期刊
JOURNAL OF PLANKTON RESEARCH
卷 40, 期 2, 页码 129-141出版社
OXFORD UNIV PRESS
DOI: 10.1093/plankt/fbx071
关键词
clearance rates; flow cytometry; microbial food web; tropical lake food web; selectivity
资金
- FAPESP [2014/14139-3, 2016/50494-8]
- Coordination for the Improvement of Higher Education Personnel (CAPES)
- Brazilian National Council of Technological and Scientific Development (CNPq)
- Cesumar Institute of Science, Technology and Innovation (ICETI)
- Argentinean Council of Science and Technology (CONICET)

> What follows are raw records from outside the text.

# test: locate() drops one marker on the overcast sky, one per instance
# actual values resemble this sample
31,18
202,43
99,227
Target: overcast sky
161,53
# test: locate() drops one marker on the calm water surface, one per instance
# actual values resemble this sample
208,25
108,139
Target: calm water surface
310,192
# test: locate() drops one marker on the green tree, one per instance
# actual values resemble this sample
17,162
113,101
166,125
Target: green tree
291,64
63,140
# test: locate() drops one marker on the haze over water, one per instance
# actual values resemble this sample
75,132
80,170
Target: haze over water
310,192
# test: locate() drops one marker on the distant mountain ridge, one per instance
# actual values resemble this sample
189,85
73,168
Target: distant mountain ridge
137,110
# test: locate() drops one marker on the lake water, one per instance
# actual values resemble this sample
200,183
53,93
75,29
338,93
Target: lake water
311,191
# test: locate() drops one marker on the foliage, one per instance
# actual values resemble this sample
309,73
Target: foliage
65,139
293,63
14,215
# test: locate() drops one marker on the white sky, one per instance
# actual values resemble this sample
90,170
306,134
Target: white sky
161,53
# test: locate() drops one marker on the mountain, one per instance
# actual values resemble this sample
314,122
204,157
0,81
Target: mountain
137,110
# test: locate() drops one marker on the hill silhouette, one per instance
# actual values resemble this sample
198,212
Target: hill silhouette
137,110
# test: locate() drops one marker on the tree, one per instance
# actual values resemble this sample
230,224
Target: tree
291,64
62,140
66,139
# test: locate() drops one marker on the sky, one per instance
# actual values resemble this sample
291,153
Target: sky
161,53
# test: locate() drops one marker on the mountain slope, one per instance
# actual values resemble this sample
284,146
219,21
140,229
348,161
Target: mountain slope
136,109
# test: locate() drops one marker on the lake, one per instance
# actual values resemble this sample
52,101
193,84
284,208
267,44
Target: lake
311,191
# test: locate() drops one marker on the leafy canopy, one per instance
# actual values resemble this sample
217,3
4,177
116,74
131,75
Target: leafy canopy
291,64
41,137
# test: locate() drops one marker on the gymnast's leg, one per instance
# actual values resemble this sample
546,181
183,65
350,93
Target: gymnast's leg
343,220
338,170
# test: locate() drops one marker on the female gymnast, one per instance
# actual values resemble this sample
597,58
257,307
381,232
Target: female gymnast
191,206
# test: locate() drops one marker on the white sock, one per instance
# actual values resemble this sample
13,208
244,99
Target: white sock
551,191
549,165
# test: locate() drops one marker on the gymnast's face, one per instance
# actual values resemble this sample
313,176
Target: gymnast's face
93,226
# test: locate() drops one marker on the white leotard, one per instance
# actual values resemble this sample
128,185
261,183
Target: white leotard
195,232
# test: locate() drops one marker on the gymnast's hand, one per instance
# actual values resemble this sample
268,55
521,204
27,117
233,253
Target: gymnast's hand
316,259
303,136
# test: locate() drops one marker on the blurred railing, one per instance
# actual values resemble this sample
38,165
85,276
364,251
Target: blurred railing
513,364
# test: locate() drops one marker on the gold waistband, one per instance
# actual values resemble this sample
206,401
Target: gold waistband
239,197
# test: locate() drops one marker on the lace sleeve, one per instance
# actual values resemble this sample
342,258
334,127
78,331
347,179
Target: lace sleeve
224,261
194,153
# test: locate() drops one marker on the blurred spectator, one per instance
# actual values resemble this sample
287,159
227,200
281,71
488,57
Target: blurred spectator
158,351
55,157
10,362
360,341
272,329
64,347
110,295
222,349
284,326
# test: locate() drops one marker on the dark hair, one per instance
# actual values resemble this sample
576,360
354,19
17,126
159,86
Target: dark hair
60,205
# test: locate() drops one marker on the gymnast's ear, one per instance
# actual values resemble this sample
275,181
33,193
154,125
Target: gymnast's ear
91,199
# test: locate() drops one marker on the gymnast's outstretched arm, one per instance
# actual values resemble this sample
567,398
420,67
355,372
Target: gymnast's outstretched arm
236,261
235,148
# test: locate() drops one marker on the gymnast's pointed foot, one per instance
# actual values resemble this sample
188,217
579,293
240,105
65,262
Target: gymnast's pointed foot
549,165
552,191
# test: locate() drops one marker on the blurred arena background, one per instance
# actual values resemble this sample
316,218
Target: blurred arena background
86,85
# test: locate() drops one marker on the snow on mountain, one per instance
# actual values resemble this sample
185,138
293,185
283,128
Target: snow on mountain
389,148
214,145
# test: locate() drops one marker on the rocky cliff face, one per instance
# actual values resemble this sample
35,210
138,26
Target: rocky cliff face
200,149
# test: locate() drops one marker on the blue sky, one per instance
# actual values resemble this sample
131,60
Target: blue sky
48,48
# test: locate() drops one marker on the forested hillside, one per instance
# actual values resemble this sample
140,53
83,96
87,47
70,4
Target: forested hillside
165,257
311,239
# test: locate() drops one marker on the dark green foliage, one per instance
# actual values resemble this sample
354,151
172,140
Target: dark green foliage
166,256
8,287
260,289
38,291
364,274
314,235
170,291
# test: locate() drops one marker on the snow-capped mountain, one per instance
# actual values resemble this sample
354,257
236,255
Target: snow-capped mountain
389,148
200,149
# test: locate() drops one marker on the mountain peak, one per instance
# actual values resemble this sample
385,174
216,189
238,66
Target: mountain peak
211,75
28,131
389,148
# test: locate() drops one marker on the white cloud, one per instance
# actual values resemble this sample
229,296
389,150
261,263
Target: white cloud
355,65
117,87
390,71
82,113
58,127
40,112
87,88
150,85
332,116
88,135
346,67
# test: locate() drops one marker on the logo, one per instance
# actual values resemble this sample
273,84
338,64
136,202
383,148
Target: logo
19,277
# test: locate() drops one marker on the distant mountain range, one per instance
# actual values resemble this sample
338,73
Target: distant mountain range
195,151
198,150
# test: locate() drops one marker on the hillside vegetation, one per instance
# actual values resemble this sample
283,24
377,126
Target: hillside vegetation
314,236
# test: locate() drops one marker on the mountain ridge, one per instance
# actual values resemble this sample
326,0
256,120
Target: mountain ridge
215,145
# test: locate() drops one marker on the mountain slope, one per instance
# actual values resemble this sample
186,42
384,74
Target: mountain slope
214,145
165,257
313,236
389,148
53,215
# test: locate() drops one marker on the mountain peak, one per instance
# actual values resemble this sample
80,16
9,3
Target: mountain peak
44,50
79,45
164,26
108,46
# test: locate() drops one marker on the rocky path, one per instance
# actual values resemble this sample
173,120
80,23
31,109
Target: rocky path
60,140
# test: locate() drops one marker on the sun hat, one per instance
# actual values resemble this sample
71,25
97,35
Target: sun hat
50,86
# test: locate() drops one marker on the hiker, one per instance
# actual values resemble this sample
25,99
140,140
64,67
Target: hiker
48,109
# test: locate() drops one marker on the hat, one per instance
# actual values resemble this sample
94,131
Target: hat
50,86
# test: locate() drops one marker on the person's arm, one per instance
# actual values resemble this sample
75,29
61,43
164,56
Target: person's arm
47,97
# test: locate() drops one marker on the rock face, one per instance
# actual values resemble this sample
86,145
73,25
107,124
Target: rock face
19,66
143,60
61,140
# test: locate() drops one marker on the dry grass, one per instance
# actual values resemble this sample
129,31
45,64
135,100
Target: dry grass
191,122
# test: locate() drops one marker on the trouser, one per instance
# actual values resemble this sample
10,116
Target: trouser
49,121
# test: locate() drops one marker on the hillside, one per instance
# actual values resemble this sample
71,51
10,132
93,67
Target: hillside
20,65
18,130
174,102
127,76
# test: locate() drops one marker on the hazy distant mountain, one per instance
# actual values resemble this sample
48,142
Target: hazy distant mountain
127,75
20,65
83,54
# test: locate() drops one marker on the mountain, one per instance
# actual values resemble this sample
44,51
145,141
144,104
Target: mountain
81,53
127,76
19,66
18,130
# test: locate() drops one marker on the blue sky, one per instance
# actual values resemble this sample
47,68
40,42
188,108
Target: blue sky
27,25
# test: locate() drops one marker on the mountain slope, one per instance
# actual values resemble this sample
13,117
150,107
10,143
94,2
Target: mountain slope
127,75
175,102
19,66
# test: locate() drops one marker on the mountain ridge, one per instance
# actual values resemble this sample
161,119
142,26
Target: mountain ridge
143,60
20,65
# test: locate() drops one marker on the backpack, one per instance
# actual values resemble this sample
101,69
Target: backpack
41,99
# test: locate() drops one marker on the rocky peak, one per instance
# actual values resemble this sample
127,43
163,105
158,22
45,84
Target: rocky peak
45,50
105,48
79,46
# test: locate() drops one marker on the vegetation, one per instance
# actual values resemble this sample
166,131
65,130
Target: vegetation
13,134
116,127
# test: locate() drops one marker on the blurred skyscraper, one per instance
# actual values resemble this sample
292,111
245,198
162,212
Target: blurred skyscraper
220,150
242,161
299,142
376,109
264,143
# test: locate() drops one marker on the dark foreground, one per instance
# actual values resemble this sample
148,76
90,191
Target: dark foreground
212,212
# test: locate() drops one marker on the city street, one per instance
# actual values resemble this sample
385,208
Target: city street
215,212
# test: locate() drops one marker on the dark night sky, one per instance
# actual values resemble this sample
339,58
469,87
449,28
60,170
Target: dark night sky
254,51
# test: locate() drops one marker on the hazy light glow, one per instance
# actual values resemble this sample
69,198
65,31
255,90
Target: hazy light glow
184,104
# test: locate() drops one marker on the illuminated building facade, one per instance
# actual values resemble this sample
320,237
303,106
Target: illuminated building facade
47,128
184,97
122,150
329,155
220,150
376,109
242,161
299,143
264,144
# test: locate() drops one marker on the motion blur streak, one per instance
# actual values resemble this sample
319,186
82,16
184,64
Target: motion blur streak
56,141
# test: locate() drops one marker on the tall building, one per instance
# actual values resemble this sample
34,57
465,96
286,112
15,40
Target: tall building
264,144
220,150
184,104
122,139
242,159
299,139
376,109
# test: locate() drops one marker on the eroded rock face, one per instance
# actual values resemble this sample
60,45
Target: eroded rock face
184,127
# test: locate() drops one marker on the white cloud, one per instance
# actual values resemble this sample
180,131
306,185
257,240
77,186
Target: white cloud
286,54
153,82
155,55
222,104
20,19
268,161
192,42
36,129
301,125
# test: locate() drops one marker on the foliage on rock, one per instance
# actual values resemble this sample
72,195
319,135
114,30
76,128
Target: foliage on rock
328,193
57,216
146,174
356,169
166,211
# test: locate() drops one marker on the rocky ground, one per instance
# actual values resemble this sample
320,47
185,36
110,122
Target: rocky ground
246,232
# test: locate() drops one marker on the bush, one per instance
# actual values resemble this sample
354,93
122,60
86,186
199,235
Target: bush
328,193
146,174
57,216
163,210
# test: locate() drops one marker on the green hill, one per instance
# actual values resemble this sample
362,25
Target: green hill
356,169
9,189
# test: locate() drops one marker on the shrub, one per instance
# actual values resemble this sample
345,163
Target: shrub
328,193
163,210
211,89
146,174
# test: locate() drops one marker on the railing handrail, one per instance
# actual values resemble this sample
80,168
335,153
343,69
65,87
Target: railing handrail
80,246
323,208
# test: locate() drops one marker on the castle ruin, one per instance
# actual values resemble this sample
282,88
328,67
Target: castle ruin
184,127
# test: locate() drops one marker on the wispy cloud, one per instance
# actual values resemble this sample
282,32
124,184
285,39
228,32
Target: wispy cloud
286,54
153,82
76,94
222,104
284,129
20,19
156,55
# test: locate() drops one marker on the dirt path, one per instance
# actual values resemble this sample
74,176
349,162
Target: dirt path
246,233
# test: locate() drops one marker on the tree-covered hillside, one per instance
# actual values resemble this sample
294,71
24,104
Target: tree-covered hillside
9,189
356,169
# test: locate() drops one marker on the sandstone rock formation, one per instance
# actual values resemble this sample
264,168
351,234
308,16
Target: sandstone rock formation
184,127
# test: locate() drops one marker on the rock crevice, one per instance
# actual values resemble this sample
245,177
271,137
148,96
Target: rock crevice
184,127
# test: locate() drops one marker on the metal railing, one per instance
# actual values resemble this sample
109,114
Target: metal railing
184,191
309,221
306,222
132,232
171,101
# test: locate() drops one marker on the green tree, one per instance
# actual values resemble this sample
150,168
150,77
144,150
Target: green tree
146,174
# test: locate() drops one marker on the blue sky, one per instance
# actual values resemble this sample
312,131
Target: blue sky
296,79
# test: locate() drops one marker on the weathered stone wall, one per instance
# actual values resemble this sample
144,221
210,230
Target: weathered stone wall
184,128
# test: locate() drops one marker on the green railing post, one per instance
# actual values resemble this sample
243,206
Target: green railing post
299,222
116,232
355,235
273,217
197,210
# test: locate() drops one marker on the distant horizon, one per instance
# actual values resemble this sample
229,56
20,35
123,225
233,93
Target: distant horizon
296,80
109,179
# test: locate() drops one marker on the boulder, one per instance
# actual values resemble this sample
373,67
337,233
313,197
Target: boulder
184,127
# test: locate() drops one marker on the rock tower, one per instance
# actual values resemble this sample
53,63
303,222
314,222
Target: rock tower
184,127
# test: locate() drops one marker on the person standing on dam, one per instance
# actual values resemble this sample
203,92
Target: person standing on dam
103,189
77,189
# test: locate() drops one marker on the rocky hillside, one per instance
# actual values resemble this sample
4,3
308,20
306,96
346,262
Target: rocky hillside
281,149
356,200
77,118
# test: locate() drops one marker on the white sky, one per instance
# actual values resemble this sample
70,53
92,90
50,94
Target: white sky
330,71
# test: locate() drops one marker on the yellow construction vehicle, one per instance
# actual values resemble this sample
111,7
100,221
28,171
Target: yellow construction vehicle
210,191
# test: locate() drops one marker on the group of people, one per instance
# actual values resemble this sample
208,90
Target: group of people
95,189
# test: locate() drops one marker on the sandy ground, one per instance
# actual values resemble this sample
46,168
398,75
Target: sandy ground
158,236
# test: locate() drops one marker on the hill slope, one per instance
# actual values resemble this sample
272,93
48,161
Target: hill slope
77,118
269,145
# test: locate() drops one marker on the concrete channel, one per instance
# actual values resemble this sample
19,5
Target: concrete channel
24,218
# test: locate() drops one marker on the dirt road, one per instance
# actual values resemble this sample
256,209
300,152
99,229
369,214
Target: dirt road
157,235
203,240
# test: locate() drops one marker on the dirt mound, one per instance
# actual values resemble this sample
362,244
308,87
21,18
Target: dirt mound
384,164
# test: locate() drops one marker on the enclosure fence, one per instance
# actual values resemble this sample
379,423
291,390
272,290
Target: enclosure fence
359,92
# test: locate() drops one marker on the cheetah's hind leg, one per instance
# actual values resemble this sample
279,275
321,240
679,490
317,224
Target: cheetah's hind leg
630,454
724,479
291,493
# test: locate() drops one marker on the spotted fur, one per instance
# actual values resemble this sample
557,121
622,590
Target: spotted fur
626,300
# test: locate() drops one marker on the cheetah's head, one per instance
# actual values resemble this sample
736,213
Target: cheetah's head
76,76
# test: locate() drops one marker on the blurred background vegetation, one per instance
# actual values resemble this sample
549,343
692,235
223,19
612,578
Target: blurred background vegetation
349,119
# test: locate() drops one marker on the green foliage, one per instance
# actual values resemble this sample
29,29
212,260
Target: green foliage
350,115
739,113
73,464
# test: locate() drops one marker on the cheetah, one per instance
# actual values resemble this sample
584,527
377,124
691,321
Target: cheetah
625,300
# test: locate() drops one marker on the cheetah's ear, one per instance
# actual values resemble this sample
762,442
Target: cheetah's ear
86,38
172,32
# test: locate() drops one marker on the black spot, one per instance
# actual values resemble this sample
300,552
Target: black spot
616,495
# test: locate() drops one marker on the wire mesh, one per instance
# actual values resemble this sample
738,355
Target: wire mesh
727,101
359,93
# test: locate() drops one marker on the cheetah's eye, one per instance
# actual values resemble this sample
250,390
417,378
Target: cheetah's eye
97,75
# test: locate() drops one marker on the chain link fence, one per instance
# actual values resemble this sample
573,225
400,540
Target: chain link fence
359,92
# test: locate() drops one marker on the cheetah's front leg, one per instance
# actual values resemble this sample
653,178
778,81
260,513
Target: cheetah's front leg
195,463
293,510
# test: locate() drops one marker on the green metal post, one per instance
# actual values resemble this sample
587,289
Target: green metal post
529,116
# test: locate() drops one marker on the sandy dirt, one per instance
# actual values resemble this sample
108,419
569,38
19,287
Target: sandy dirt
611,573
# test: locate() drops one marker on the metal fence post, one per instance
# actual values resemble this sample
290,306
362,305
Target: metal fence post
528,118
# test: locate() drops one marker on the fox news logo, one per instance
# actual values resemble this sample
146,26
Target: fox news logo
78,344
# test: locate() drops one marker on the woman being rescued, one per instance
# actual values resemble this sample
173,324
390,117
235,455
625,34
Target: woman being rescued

Zooplankton communities in tropical inland waters are generally characterized by small bodied individuals and the absence of large daphnids. However, the effects of this peculiar food web configuration on microbial compartments have not been tested experimentally. To establish which predator could be responsible for most bacterial loss in a tropical shallow lake, we performed a predation experiment manipulating consumer size fractions. We found that protists had an effect more than four times greater (-86%) than the one exerted by microcrustaceans (-20%), whereas rotifers and nauplii had a minimum effect (-8%). Thus, our results indicate that predation was a crucial factor controlling bacterial abundance and that protists (mainly ciliates) were responsible for most of this loss. Moreover, bacterial community structure was also affected by predation, with a change in the relative proportion of cytometric subpopulations (high-nucleic acid and low-nucleic acid) as a function of different degrees of predation pressure and a decrease in community evenness (assessed by cytometric diversity) with the removal of predators. Therefore, protists play an important role in controlling the abundance and maintaining prokaryotic diversity in warm regions, where zooplankton is present and controlled by juvenile fish throughout the year.